The through-line is that AI workflows generate and consume regulated data, and regulated data flows through file-transfer infrastructure. AI security without file-transfer security is incomplete.

Three things we’ll contribute

Our participation in CoSAI isn’t passive. We’ve committed to three concrete contributions.

First: a reference architecture for AI training-data transfers. We’re drafting a reference architecture for organizations that need to move training data and model artifacts with integrity attestation and audit trail. This will cover hash verification at transfer boundaries, chain-of-custody logging that can be incorporated into model cards, and access control patterns for training pipelines that receive data from external sources. We expect to publish this in Q3 and contribute it to the CoSAI working group for feedback and incorporation into broader guidance.

Second: threat modeling for AI-assisted attacks on file-transfer infrastructure. The Q4 2024 credential-stuffing campaign we documented in our January threat report showed signs of AI-assisted targeting — credential lists curated with a precision that suggests automated filtering and classification. We’re working with CoSAI members to develop threat models that specifically address AI-assisted attacks against file-transfer and data-movement infrastructure. This isn’t hypothetical; the tooling exists and is in use. The threat models will feed into the broader CoSAI AI-threat framework.

Third: product telemetry contribution. We see a substantial volume of file-transfer traffic involving AI-generated content and AI platform workflows. With appropriate customer consent and anonymization, we’ll contribute aggregate telemetry to CoSAI research efforts on AI-workflow security patterns. Understanding how AI-generated content actually moves across organizational boundaries — what protocols it uses, what access control patterns are applied, where the gaps are — requires real-world data, and we’re in a position to provide some of it.

What customers should expect

In the near term: nothing changes in the product. Our CoSAI participation is a contribution and research activity, not a product announcement.

In the medium term, the reference architecture and threat model work will feed into product development. We expect to add integrity attestation features specifically designed for AI data-pipeline use cases — hash-based chain-of-custody records that can be incorporated into training logs and model cards — in the second half of 2025.

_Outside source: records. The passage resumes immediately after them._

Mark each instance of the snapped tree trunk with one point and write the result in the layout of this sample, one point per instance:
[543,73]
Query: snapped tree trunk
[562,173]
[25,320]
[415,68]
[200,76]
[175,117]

Longer term, as CoSAI develops standards and frameworks, we intend to build against them. The same way we track NIST publications and CMMC requirements and build compliance documentation for our customers, we’ll track AI security standards as they mature and surface the relevant evidence in our trust portal.

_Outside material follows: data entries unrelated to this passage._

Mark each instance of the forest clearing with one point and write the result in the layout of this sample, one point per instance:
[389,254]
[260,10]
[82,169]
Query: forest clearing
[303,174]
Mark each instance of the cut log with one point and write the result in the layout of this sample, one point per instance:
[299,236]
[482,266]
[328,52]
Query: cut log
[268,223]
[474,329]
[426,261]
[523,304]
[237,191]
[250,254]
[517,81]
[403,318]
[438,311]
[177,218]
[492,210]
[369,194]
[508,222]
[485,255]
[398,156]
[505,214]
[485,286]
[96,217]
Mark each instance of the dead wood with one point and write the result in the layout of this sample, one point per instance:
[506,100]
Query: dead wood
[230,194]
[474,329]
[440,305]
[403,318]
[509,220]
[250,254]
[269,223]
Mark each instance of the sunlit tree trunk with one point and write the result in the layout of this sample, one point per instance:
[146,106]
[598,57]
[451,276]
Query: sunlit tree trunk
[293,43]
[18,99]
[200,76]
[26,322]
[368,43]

We think the AI security problem is genuinely hard and genuinely important. File-transfer infrastructure is a part of the solution. We’re glad to be in the room.

Takeaway

File transfer is where AI workflows cross organizational boundaries — training data, model artifacts, AI-generated regulated content all move through the file-transfer layer. Our CoSAI membership is focused on building a training-data reference architecture, contributing AI-assisted-attack threat models, and eventually surfacing AI security evidence in our compliance documentation.